Despite the endless hours spent reading and analyzing countless cases, Frank always had time to counsel victims and their attorneys. He treated the victims who sought his advice as more than friends; he treated them as family. And many attribute the success of their cases to Frank’s steadfast support and his encouraging exhortation to “Never give up.”

Frank’s contribution to the National Victim Center and the field of victim civil litigation did not end with the CVLP and COVAC programs. Frank co-authored the nation’s only case law book written specifically on the subject, entitled Victims’ Rights: Law and Litigation, and the only manual available for attorneys in the field, the Attorney’s Victim Assistance Manual.


In 1991, as part of a Center project funded by the Office for Victims of Crime in the U.S. Department of Justice, Frank wrote Legal Remedies for Crime Victims Against Perpetrators: Basic Principles. The primary purpose of the manual was to educate social service providers about the basics of civil litigation so they could, in turn, educate crime victims about their rights and remedies within the civil justice system.


This 400 page manual serves as the basis for the Legal Remedies for Crime Victims: Basic Principles Regional Training Series currently being conducted by the Center and funded by a grant from the U.S. Department of Justice’s Office for Victims of Crime.


From his days as a law enforcement officer to his service on President Reagan’s Task Force on Victims of Crime, Frank’s legal genius, unflinching dedication, and boundless generosity helped establish and mold the entire movement. Despite the towering contributions he made to the field through a lifetime of legal scholarship, his greatest legacy is the thousands of broken lives he made more livable by helping victims find an alternative path to justice and a new road to recovery.


We cannot hope to replace the man who was the heart and soul of not only a project and a profession, but of an entire movement. We can, however, draw strength from his example and inspiration from his vision. We cannot replace him, but we can attempt to emulate him. We can pledge to pave the road to justice which Frank mapped out and upon which he labored his entire life. The National Victim Center and its staff have made the commitment to carry on Frank’s work, and we aspire to realize the vision he had for the CVLP and COVAC. We are committed to continuing his quest for justice on behalf of crime victims everywhere.


All the achievements of the CVLP and COVAC programs, past and present, rest on the foundation laid by a lifetime of selfless labor.
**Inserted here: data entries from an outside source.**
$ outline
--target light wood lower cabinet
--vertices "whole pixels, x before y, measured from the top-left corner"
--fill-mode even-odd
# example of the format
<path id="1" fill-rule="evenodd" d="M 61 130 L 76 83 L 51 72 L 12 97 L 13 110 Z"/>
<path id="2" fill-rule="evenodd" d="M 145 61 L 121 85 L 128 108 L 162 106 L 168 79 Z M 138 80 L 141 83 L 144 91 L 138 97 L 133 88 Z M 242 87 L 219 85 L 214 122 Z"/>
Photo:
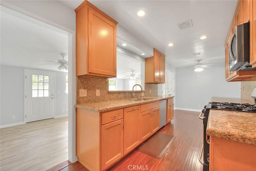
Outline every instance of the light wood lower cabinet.
<path id="1" fill-rule="evenodd" d="M 166 108 L 166 123 L 170 122 L 174 117 L 174 105 L 173 98 L 168 99 Z"/>
<path id="2" fill-rule="evenodd" d="M 156 108 L 147 110 L 140 113 L 140 135 L 142 142 L 148 138 L 159 129 L 159 106 L 158 105 Z"/>
<path id="3" fill-rule="evenodd" d="M 124 155 L 124 119 L 101 126 L 101 167 L 111 166 Z"/>
<path id="4" fill-rule="evenodd" d="M 124 109 L 124 154 L 134 149 L 140 143 L 139 131 L 140 113 L 140 106 Z"/>
<path id="5" fill-rule="evenodd" d="M 159 129 L 159 102 L 102 113 L 76 108 L 76 122 L 78 161 L 90 171 L 106 170 Z"/>
<path id="6" fill-rule="evenodd" d="M 256 145 L 210 137 L 210 170 L 254 171 Z"/>

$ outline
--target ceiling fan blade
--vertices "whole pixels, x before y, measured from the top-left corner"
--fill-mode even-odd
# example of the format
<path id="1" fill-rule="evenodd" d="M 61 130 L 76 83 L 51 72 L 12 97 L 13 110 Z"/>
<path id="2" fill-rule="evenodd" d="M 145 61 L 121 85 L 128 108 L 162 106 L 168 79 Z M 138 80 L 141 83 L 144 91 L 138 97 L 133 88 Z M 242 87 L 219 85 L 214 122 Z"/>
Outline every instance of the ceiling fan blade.
<path id="1" fill-rule="evenodd" d="M 60 65 L 59 64 L 36 64 L 36 65 L 48 65 L 48 64 L 58 64 L 58 65 Z"/>
<path id="2" fill-rule="evenodd" d="M 56 63 L 58 63 L 58 62 L 56 62 L 56 61 L 48 61 L 47 60 L 46 60 L 46 61 L 48 61 L 48 62 L 54 62 Z"/>

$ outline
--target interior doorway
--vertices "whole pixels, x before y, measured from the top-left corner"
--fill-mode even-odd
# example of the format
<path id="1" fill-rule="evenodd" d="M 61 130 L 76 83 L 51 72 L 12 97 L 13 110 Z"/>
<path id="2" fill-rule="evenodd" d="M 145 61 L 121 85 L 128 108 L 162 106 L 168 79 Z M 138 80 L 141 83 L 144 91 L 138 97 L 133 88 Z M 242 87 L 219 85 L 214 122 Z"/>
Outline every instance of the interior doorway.
<path id="1" fill-rule="evenodd" d="M 44 27 L 50 29 L 52 29 L 55 32 L 59 32 L 62 34 L 66 34 L 68 36 L 68 73 L 66 73 L 67 74 L 68 74 L 69 82 L 68 83 L 68 160 L 72 162 L 74 162 L 76 160 L 75 156 L 75 139 L 74 138 L 74 133 L 75 132 L 75 130 L 74 128 L 75 127 L 75 120 L 73 119 L 75 115 L 75 109 L 74 106 L 75 103 L 75 95 L 73 95 L 73 94 L 75 94 L 76 91 L 74 87 L 76 87 L 76 82 L 74 81 L 75 80 L 75 66 L 74 66 L 74 62 L 73 62 L 73 60 L 74 60 L 74 59 L 72 58 L 72 56 L 74 56 L 74 32 L 70 31 L 68 29 L 67 29 L 66 30 L 65 28 L 64 30 L 60 29 L 59 28 L 56 27 L 57 26 L 54 26 L 54 24 L 52 22 L 49 23 L 50 22 L 46 20 L 44 20 L 43 18 L 40 18 L 38 17 L 36 17 L 34 15 L 32 14 L 30 14 L 29 13 L 26 13 L 25 11 L 22 10 L 21 9 L 19 9 L 17 8 L 12 8 L 10 6 L 10 7 L 8 6 L 8 8 L 5 8 L 4 7 L 1 6 L 1 11 L 3 10 L 4 10 L 5 12 L 6 10 L 12 10 L 11 9 L 14 9 L 14 10 L 12 10 L 10 12 L 10 14 L 15 14 L 16 16 L 18 17 L 20 17 L 22 18 L 23 20 L 25 20 L 28 17 L 30 17 L 29 21 L 34 21 L 35 23 L 37 24 L 43 26 Z M 3 10 L 4 8 L 4 10 Z M 19 14 L 18 14 L 19 13 Z M 25 15 L 24 15 L 23 14 L 25 14 Z M 31 16 L 30 17 L 30 16 Z M 1 19 L 2 20 L 2 19 Z M 1 23 L 2 24 L 2 23 Z M 57 24 L 56 24 L 57 25 Z M 62 28 L 63 28 L 63 27 Z M 1 42 L 2 43 L 2 42 Z M 2 58 L 2 56 L 1 56 Z M 29 68 L 32 68 L 32 67 L 29 67 Z M 39 76 L 39 75 L 38 75 Z M 44 76 L 44 75 L 42 75 Z M 47 90 L 46 89 L 44 89 L 44 90 Z M 38 90 L 39 91 L 38 89 Z M 57 92 L 58 93 L 58 92 Z M 49 94 L 51 96 L 52 94 Z M 67 109 L 68 107 L 67 107 Z M 65 111 L 68 111 L 67 109 L 66 111 L 66 109 L 65 109 Z M 25 116 L 26 117 L 26 116 Z"/>

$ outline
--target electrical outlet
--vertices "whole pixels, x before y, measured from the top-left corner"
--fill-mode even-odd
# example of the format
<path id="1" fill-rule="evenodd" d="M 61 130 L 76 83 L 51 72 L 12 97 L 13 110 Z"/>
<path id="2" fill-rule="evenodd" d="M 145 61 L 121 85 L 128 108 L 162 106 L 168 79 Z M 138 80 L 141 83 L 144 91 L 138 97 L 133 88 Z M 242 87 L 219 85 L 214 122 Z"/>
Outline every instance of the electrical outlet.
<path id="1" fill-rule="evenodd" d="M 100 90 L 96 89 L 96 96 L 100 96 Z"/>
<path id="2" fill-rule="evenodd" d="M 86 97 L 87 96 L 87 90 L 84 89 L 79 89 L 79 97 Z"/>

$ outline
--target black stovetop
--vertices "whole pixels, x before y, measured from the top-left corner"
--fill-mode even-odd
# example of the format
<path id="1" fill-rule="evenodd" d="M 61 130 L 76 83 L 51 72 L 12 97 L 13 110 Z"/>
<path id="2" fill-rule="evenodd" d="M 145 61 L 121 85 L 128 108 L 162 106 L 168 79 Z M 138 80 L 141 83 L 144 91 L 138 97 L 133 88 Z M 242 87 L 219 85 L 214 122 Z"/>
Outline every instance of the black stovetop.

All future achievement will be guided by his vision and inspiration. When our lofty aspirations finally come within our grasp, it will be because we stand on the shoulders of a giant--a giant named Frank Carrington.



Postscript (by Wayne Schmidt)


In addition to serving as Executive Director of the Victims Assistance Legal Organization (VALOR), headquartered in Virginia Beach, he was a Director of the National Organization for Victims Assistance (NOVA), and a member of the California Attorney General’s Commission on Victims. 


Following his service on the U.S. Attorney General’s Task Force on Violent Crime (1981), he was appointed to the President’s Task Force on Victims of Crime (1982).  From 1980-82, he was Vice-Chair of the ABA Criminal Justice Section’s Victims Committee and was its Chairman in 1982-83 when the ABA approved a comprehensive set of Guidelines for Fair Treatment of Crime Victims and Witnesses.


In his honor, the ABA’s Criminal Justice Section has established the Frank Carrington Crime Victim Attorney Award in 2007. It was awarded to Frank posthumously.